🤖 AI Summary
Supervised data scarcity for low-resource programming languages—such as Excel formulas—severely limits the code generation capabilities of large language models.
Method: We propose a teacher-model-based approach to synthesize textbook-grade function–formula pairs, enriched with natural language explanations. Leveraging a teacher–student knowledge distillation framework, our method automatically generates high-quality, diverse, and semantically grounded synthetic examples, replacing scarce real-world code–comment pairs. These structured synthetic data are then integrated via instruction tuning to enhance student model performance—without relying on external retrieval, unlike conventional RAG paradigms.

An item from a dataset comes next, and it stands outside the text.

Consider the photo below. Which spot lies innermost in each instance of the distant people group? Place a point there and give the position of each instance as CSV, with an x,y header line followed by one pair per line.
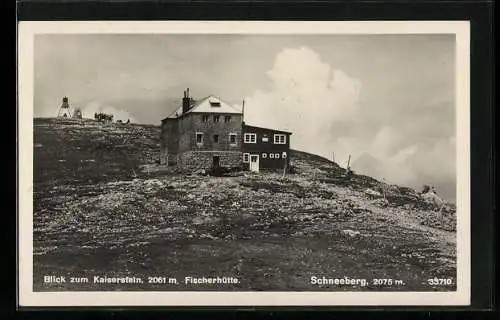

Contribution/Results: Experiments on two Excel-specific question-answering benchmarks demonstrate that our method significantly outperforms both baseline models and standard RAG approaches. This validates the effectiveness and novelty of synthetically constructed textbook-style data for modeling low-resource programming languages.
📝 Abstract
A key consideration when training an LLM is whether the target language is more or less resourced, whether this is English compared to Welsh, or Python compared to Excel. Typical training data for programming languages consist of real program demonstrations coupled with human-written comments. Here we present novel approaches to the creation of such data for low resource programming languages. We generate fully-synthetic, textbook-quality demonstrations of common library functions in an example domain of Excel formulas, using a teacher model. We then finetune an underperforming student model, and show improvement on 2 question-answering datasets recast into the Excel domain. We show advantages of finetuning over standard, off-the-shelf RAG approaches, which can offer only modest improvement due to the unfamiliar target domain.